Post by J NewmanPost by Jon RibbensPost by Clive PageThere is a news item in today's Sunday Times (and other papers as well
perhaps) saying that Asma Al Assad, wife of the ex-leader of Syria,
who is seriously ill in Moscow will not be able to return to the UK as
her British passport has expired. It may well be that our Government
will not want to renew her passport. Without wanting to deal with
the question of whether the UK should welcome her return or not, I
would like to question the law on the matter.
By all accounts she is British by birth and she does not appear to
have renounced her citizenship, so I would have expected that she
would have an absolute right to enter the UK with or without a current
passport. As far as I know there did not used to be a law saying that
a British Citizen needed a passport to enter the UK, only that it was
in practice a good piece of evidence of one's identity and therefore
one's right to enter the country. I would have thought that even an
expired passport would be pretty good evidence of one's identity. So
has the law on the right of entry changed?
If she were somehow to manage to present herself at immigration then
I imagine she could get in with her expired passport, notwithstanding
any issues that might arise due to her being the wife of a murderous
dictator. But the problem is presumably that she cannot get an airline
to agree to convey her here without a valid passport or visa.

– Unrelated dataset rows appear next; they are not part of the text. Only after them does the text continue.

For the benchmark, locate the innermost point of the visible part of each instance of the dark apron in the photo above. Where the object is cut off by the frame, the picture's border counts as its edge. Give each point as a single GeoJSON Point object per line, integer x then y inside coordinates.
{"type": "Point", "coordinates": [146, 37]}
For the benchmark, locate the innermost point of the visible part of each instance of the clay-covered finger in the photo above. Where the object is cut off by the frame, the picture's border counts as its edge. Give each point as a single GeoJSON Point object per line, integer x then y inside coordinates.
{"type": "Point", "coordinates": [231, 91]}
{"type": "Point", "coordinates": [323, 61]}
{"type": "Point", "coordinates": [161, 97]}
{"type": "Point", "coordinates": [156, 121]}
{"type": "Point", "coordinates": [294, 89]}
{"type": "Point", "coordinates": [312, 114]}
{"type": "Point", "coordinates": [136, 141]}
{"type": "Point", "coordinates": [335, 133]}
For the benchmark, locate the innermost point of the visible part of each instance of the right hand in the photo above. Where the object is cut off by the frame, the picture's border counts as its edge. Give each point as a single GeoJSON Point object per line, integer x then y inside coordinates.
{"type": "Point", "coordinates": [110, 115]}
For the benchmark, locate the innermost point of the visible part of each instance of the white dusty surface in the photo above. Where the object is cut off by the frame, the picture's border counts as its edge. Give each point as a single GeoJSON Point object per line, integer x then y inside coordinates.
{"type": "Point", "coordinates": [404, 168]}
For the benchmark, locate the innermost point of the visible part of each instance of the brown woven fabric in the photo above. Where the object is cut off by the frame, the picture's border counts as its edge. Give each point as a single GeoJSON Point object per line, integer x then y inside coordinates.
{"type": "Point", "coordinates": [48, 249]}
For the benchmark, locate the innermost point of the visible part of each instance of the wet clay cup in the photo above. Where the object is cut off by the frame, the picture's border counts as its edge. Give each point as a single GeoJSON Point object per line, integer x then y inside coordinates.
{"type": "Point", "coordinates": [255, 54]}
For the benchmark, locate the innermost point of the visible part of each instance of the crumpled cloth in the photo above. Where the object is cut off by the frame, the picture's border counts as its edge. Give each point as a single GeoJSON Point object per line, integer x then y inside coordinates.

I believe airlines' reluctance to fly passengers without a valid
passport or visa is because they are afraid of the costs they bear
should the passenger be refused entry.
I suppose if she were to pay them enough, or charter a private jet, this
is point becomes moot.
Despicable as her husband is, it is a dangerous precedent if the
government can exclude or deprive people of citizenship for political
reasons. Furthermore, there is no direct evidence that shows she has
blood on her hands.
If British citizenship is all she has, international conventions mean
we can't exclude her. No-one is allowed to be made stateless, even if
they are considered to be not conducive to the public good and would
therefore in principle be someone we'd like to exclude if we could.
Where someone has dual nationality, though, and their presence is
considered not conducive to the public good, then we (through a decision
of the Home Secretary) are perfectly within our rights to deprive that
person of the British part of the nationality she has and deny her entry
to the country. That's Section 40 of the British Nationality Act 1981.
I assume that, besides her British citizenship, she is also has Syrian
nationality, so the British part of her current citizenship could be
revoked.
While she retains any British citizenship, the principle is that she has
to be allowed in with or without a passport if she rocks up at our borders.
It's an obvious point, though, that anyone whose citizenship is revoked
on the grounds of their presence here not being conducive to the
national good will argue till they're blue in the face that the decision
was actually for political reasons. But they won't get anywhere. The
decision is ultimately for politicians to make.